Ursa Major
Mostra di pittura di Annamaria Targher
Ursa Major
Annamaria Targher
L’Orsa Maggiore, ovvero la Grande Orsa
si potrebbe definire anche l’Orsa Madre.
Proprio così, perché di una madre si tratta.
Ursa Major (Orsa Maggiore) è la costellazione tipica dell’emisfero settentrionale, dove è visibile per tutto l’anno.
In Orsa, nella mitologia, viene tramutata colei che è nota per la sua inequivocabile bellezza, la ninfa Callisto; per aver tradito il proprio voto di castità congiungendosi a Zeus viene punita dalla compagna Artemide (secondo una versione del mito) o resa irriconoscibile dal dio stesso per tentare di sfuggire alla vendetta inevitabile di Era, la moglie tradita.
Presa con l’inganno dal dio, ridotta a preda e bandita dalle proprie sodali (Artemide e le ninfe) verrà poi colpita da una freccia e finita da costoro su ordine di Era, una volta venuta a conoscenza del tradimento.
L’Orsa è così il simbolo, quindi, di un destino crudele che si consuma malgrado la propria volontà e malgrado le proprie convinzioni.
Se per una parte del mito, Zeus stesso mandò, però, Ermete a trarre in salvo dal seno di Callisto morente, il loro figlio Arcade, in un’altra versione, il destino per L’Orsa – Callisto è ancora più crudele, paradigmatico, nonché paradossale: non venire più riconosciuta dal figlio, il quale, fuggendo, viene raccolto da una famiglia di cacciatori. Riconoscerà sua madre, lo sguardo amato, durante una battuta di caccia: il padre fermerà l’arco, prima che venga commesso un matricidio e, per tutelarli definitivamente, li condurrà in cielo.

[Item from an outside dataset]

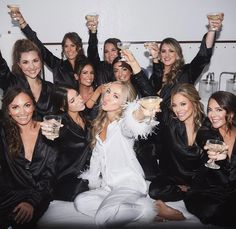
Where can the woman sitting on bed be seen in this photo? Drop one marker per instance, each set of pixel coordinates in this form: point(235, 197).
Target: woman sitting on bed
point(118, 192)
point(27, 163)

L’Orsa Maggiore, ovvero la Grande Orsa si potrebbe definire anche l’Orsa Madre. Proprio così, perché di una madre si tratta.

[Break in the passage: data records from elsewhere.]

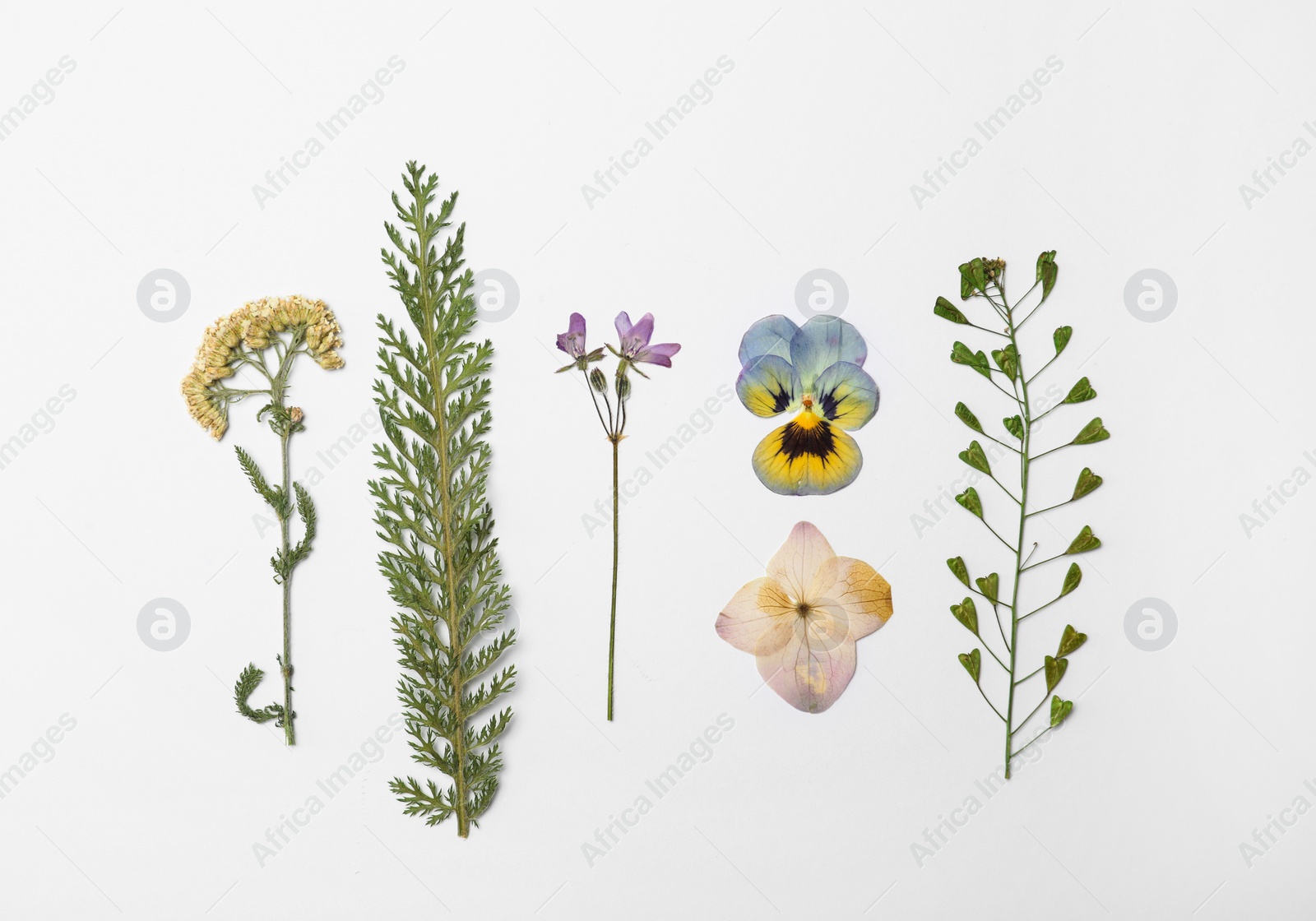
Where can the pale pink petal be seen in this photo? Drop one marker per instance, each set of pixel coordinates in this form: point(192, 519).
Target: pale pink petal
point(758, 618)
point(813, 669)
point(853, 595)
point(799, 559)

Sulla scia dei recenti accadimenti e secondo quel filone che caratterizza la propria recente ricerca (per cui la rappresentazione di sé avviene sempre ed esclusivamente per il tramite dell’animale), Annamaria Targher pone un’Orsa in mezzo alla tela, ieraticamente, spesso isolata rispetto ad un contesto per nulla scontato e che diviene un banco di prova (una cartina di tornasole) della contemporaneità: sono, infatti, oggetti desunti e ritagliati specialmente dalla riviste “femminili” o dai sempre più diffusi e indispensabili abbecedari della buona e bella casa… L’Orsa ne è avvolta come in un turbinio, ma ne rimane stranamente incolume: nulla, infatti, scuote il suo lasciarsi andare. L’Orsa, pare proprio non curarsene, concentrata com’è su di sé, sull’abbandono del proprio corpo prima del lungo riposo invernale: quello stato di sonno profondo e prolungato che viene erroneamente scambiato come stadio di letargo. (Durante questo periodo, infatti, anche se l'organismo non assume cibo e liquidi, la temperatura corporea non si abbassa di molto e le funzioni fisiologiche, anche se ridotte, si svolgono secondo la norma. Inoltre, il sonno viene interrotto da più risvegli e l’Orsa è anche in grado di partorire 1 o 2 cuccioli riuscendo pure ad allattarli, nonostante il freddo).
L’Orsa assume pose non convenzionali, si sottrae al duro scadenziario dell’eterna lotta quotidiana per garantirsi la sopravvivenza per bastare, invece, a sé stessa e gustarsi inauditamente nella propria bellezza e auto contemplazione.
Nel linguaggio del tutto personale dell’artista, ritorna prepotentemente l’uso della tecnica artigianale dello stencil: sono soprattutto sagome di stelle che sostengono il volume del corpo, illuminandolo, e divenendo, di fatto e nella loro proliferazione, l’unico elemento di possibile raccordo con lo sfondo. Un concreto sostegno semantico così alla convinzione della divina e sempiterna unione tra l’animale e la sua corrispondente costellazione.